Purpose: Cutaneous T-cell lymphomas (CTCL) are malignancies of T cells appearing as skin lesions and are responsive to retinoid therapy. Safety and efficacy of a novel RXR-selective retinoid (rexinoid) bexarotene (Targretin, LGD1069; Ligand Pharmaceuticals Inc, San, Diego, CA) was evaluated as a single agent oral therapy administered once daily in an open-label study in patients with refractory advanced-stage CTCL. Patients and Methods: Ninety-four patients with biopsy-confirmed CTCL in advanced stages (IIB-IVB) were enrolled at 26 centers. Fifty-six patients received an initial dose of 300 mg/m(2)/d oral bexarotene and 38 started at more than 300 mg/m(2)/d. Results: Clinical complete and partial responses were reported by Primary End point Classification for the study in 45% (25 of 56) of patients enrolled at 300 mg/m(2)/d dosing. At more than 300 mg/m(2)/d, 55% (21 of 38) of patients responded, including 13% (five of 38) clinical complete. For the 300 mg/m(2)/d initial dose group, the rate of relapse after response was 36% and the projected median duration of response was 299 days. Improvements were also seen in overall body-surface area involvement, median index lesion surface area, adenopathy, cutaneous tumors, pruritus, and CTCL specific quality of life. The most frequent drug-related adverse events included hypertriglyceridemia (associated rarely with pancreatitis), hypercholesterolemia, hypothyroidism, and headache.
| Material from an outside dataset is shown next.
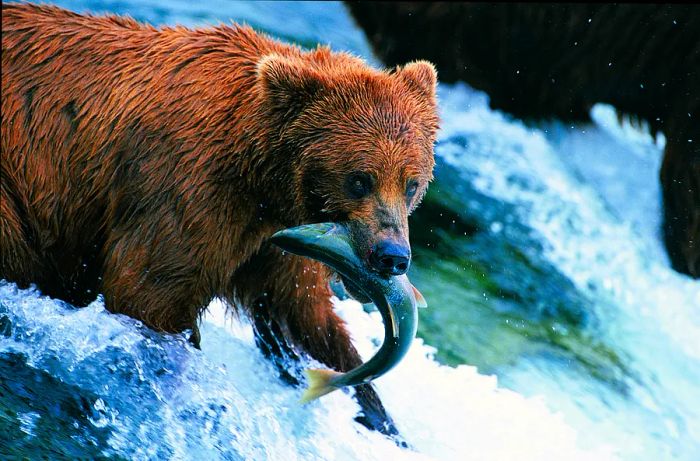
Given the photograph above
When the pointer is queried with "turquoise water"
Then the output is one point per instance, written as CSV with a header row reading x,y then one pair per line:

Conclusion: Bexarotene is the first in a novel class of pharmacologic agents, the RXR-selective retinoids, or rexinoids, Bexarotene is orally administered, safe, and generally well tolerated with reversible side effects, and is effective for the treatment of advanced, refractory CTCL. J Clin Oncol 19:2456-2471. (C) 2001 by American Society of Clinical Oncology.